Genetic Engineering of Polyamine Catabolism in Transgenic Mice and Rats

2006 
The biosynthetic pathway of the polyamines is practically irreversible because it involves two decarboxylation reactions. The first evidence, however, indicating that spermidine can be converted to putrescine and spermine to spermidine emerged in the late 1960s when Siimes (1) found that radioactive spermidine and spermine yielded labeled putrescine and spermidine in rat liver in vivo. An additional 10 yr were required before the first enzyme, polyamine oxidase (PAO), of a separate polyamine backconversion pathway was purified and characterized (2). Polyamine oxidase strongly favors acetylated spermidine and spermine over the natural polyamines as its substrates (2). That the oxidation of unmodified spermidine and spermine is greatly enhanced by benzaldehyde (or other aldehydes) is in all likelihood attributable to Schiff base formation between the primary amino groups of the polyamine and the aldehydes, thus mimicking the charge distribution of acetylated polyamines (2). It soon became evident that spermidine and spermine are acetylated by a cytosolic enzyme, spermidine/spermine N 1 -acetyltransferase (SSAT), that is highly inducible and has a very short half-life (3).
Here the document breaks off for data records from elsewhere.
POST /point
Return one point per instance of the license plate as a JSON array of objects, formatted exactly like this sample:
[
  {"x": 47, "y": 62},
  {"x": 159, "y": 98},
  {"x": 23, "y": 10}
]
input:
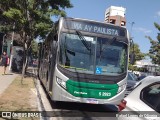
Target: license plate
[{"x": 92, "y": 101}]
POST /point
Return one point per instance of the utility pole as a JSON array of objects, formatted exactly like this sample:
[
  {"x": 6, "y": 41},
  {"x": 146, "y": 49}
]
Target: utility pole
[{"x": 11, "y": 56}]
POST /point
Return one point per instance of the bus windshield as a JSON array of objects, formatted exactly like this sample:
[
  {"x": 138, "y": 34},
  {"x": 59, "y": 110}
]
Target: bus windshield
[{"x": 92, "y": 55}]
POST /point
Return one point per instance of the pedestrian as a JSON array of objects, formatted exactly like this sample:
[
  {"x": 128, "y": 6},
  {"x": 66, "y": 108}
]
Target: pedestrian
[{"x": 4, "y": 61}]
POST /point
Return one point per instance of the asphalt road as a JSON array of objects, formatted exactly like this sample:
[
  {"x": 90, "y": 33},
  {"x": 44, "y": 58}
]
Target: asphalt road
[{"x": 5, "y": 80}]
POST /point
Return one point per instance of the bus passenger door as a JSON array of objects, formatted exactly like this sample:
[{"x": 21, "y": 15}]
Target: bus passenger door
[{"x": 52, "y": 62}]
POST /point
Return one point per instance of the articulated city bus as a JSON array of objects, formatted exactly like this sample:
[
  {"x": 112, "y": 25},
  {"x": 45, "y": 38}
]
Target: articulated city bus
[{"x": 85, "y": 61}]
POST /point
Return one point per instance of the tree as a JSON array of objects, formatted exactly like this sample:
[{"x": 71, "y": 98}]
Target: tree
[
  {"x": 154, "y": 51},
  {"x": 31, "y": 19}
]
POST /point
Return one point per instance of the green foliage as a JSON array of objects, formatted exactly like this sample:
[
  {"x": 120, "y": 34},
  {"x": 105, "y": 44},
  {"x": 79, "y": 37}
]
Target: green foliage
[{"x": 154, "y": 51}]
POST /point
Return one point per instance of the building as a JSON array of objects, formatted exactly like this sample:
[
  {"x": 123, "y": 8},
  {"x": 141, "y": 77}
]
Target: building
[{"x": 115, "y": 15}]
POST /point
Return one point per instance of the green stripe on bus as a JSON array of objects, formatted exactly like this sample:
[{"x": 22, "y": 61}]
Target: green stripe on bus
[{"x": 91, "y": 90}]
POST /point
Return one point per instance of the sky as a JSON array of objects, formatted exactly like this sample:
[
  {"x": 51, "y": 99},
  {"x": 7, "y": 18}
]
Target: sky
[{"x": 142, "y": 12}]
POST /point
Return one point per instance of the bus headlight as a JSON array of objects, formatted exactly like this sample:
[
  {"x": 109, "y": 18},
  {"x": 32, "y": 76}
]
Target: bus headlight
[
  {"x": 61, "y": 82},
  {"x": 121, "y": 88}
]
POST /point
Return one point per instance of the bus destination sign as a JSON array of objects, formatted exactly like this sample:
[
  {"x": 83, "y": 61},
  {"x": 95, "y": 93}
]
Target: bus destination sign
[{"x": 95, "y": 28}]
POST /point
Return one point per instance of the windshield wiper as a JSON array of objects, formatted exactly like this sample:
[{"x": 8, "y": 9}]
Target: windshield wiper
[
  {"x": 84, "y": 41},
  {"x": 107, "y": 44}
]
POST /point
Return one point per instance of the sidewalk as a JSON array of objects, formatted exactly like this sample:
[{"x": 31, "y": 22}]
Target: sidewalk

Recently, another oxidase involved in polyamine catabolism was found and named spermine oxidase (4,5). The latter enzyme is practically specific for spermine and does not catalyze the oxidation of spermidine or acetylated polyamines (4,5). In the SSAT/PAO-dependent backconversion pathway, SSAT clearly is the rate-controlling enzyme because PAO is a constitutively expressed enzyme occurring in great excess in comparison with inducible SSAT (6). Moreover, PAO oxidizes only acetylated polyamines.